Cristiano Ronaldo’s exceptional performance in Portugal’s opening World Cup match against Spain on Friday is only one facet of his challenge to Spanish authority.
After all, the wizard soccer player appears to have just agreed to a deal with Spanish prosecutors to pay just less than $22 million in fines and accept a two-year suspended prison sentence. While Ronaldo won’t spend a day in prison (Spain has weird laws) the financial penalty follows allegations that Ronaldo engaged in a complex series of arrangements to avoid paying tax on his earnings as a player for Real Madrid. While other top flight soccer players like Lionel Messi and Neymar have also been caught up in tax controversies, Ronaldo’s offense will carry special pain in Spain.

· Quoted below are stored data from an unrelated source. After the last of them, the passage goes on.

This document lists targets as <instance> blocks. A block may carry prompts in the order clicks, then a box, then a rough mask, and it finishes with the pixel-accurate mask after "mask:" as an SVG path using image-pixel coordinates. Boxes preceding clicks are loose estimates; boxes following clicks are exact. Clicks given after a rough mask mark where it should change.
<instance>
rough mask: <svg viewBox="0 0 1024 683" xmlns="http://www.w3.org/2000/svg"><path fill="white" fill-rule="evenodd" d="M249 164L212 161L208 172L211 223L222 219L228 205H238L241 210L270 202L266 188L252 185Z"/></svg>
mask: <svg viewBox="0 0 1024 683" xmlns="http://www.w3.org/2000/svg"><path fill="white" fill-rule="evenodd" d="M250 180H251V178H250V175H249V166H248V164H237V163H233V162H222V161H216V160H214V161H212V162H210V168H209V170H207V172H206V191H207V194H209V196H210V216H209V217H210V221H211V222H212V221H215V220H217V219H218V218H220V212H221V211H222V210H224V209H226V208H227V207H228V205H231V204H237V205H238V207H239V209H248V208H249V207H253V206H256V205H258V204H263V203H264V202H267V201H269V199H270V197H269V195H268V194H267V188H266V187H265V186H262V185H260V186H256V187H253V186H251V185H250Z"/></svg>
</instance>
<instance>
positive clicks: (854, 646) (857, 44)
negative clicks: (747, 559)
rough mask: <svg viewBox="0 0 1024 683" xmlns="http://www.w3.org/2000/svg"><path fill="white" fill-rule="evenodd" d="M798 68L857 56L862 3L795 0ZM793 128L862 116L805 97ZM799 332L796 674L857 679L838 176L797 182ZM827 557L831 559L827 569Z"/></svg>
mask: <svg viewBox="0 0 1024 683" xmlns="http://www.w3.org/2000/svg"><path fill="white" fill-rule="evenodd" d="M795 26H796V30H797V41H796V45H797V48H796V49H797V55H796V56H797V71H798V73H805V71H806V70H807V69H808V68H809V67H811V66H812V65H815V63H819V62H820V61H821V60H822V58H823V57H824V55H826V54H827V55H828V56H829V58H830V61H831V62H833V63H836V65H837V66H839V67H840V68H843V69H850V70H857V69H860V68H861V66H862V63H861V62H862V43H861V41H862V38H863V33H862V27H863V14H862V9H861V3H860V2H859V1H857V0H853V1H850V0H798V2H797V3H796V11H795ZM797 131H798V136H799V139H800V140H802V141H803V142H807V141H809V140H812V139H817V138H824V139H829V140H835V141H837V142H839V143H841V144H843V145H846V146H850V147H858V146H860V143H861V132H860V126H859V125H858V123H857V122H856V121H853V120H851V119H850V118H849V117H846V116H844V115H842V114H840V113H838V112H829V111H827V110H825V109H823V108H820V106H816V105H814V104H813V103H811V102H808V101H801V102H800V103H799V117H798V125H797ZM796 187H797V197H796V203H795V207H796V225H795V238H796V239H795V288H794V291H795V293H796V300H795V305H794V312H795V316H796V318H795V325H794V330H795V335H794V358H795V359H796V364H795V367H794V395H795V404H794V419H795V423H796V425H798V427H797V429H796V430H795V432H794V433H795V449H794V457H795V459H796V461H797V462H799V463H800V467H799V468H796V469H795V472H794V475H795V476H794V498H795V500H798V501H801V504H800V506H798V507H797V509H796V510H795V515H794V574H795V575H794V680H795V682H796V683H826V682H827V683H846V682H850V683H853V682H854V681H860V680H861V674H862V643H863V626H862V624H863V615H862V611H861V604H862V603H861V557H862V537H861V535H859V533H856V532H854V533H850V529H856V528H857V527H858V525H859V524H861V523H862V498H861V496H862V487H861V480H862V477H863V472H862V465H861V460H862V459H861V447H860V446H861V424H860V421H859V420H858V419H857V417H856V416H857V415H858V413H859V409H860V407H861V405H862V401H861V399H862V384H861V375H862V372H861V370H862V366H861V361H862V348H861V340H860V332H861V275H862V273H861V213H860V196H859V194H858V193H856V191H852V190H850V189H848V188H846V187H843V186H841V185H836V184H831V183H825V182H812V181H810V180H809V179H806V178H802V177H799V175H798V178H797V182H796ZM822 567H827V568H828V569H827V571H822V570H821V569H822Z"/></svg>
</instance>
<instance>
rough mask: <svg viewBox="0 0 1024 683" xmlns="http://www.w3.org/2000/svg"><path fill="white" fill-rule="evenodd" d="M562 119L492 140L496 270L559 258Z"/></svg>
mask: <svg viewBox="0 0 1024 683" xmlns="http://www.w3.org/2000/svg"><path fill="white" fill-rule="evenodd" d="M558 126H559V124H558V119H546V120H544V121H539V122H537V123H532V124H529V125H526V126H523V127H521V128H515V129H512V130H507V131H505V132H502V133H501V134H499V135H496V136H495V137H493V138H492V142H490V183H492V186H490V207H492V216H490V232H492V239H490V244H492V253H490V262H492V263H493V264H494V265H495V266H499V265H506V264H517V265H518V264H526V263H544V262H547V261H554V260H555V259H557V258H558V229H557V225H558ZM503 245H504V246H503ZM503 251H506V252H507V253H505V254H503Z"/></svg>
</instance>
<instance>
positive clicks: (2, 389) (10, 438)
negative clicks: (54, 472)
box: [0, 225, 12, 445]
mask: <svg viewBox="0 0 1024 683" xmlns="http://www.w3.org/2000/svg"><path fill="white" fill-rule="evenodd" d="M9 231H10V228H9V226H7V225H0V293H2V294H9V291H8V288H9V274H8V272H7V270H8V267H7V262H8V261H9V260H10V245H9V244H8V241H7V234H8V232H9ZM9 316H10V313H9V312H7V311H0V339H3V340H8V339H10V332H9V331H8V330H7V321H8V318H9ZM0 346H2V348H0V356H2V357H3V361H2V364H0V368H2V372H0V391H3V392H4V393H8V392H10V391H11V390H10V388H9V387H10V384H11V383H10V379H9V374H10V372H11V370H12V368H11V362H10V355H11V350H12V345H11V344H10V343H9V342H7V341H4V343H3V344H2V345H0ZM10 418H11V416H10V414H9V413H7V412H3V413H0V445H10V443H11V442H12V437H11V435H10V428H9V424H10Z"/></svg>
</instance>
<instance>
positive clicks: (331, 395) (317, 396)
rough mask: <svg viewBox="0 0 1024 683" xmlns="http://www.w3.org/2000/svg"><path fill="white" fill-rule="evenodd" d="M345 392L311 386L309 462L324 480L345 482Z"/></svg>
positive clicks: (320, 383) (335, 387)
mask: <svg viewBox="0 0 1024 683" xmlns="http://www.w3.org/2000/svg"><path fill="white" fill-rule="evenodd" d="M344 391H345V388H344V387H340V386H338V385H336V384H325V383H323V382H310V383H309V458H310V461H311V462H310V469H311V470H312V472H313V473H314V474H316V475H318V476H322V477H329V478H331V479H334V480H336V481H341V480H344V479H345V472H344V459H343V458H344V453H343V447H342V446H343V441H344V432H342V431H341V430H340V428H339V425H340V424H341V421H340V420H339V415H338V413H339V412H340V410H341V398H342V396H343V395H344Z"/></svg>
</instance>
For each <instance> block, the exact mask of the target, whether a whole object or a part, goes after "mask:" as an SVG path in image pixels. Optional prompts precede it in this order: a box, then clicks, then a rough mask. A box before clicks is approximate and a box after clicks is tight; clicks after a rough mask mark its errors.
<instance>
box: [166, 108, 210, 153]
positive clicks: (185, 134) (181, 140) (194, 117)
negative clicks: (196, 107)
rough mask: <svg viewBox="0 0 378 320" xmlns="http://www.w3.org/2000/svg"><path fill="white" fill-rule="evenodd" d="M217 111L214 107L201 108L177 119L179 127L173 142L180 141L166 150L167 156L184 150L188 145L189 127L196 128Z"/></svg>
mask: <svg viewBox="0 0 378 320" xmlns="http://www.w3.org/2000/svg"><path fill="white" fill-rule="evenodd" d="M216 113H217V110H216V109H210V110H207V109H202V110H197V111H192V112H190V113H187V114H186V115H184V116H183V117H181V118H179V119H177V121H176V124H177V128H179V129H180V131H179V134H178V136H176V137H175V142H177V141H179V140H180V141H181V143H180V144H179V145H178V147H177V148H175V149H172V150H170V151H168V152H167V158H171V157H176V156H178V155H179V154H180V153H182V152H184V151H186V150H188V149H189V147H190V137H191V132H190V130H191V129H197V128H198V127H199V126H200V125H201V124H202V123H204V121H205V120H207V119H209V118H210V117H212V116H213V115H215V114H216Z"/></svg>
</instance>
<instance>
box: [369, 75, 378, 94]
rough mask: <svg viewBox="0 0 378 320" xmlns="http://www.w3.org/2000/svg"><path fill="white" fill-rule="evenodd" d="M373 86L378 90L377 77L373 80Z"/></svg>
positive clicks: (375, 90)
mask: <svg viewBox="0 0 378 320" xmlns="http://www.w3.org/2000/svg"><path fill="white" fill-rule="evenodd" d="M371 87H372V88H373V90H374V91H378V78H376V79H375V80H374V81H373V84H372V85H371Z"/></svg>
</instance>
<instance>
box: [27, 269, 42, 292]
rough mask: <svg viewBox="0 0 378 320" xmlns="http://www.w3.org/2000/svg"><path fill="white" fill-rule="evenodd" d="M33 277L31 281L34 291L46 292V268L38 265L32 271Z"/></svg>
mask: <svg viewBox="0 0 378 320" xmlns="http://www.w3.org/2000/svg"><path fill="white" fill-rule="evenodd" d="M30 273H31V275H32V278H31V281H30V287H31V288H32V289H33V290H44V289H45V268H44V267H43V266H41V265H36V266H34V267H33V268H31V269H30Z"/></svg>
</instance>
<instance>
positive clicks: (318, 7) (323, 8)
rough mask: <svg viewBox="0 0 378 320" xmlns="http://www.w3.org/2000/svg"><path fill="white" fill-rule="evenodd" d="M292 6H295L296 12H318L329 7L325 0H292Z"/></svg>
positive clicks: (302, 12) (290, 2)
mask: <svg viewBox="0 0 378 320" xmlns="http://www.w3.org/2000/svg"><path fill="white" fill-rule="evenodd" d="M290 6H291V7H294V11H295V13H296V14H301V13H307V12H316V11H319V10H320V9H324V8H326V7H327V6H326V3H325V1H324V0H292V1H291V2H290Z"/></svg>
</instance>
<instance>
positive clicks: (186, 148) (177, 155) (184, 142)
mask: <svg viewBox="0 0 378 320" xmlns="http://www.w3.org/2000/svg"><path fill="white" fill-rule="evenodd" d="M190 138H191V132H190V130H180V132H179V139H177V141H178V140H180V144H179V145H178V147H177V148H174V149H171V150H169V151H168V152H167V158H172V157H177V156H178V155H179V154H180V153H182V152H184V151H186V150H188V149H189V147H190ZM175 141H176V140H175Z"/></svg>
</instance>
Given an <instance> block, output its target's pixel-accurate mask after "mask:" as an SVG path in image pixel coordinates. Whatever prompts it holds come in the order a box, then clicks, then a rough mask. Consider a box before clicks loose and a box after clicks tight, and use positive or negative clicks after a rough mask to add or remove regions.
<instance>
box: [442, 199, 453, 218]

Ronaldo’s hat trick in Friday’s match proves that he has the skill, resolve, and form to lay waste to Spanish aspirations at the World Cup. Disappointment by their 2014 failure to replicate their 2010 victory in South Africa (Spain didn’t even make it past the group stage) the Spanish see Russia as the place to show their dominance to the world. On paper, they have the quality and depth to succeed.
Except, it seems, for Cristiano “the taxman” Ronaldo. The 33-year-old appears to see himself as an heir to the heroes of 1762!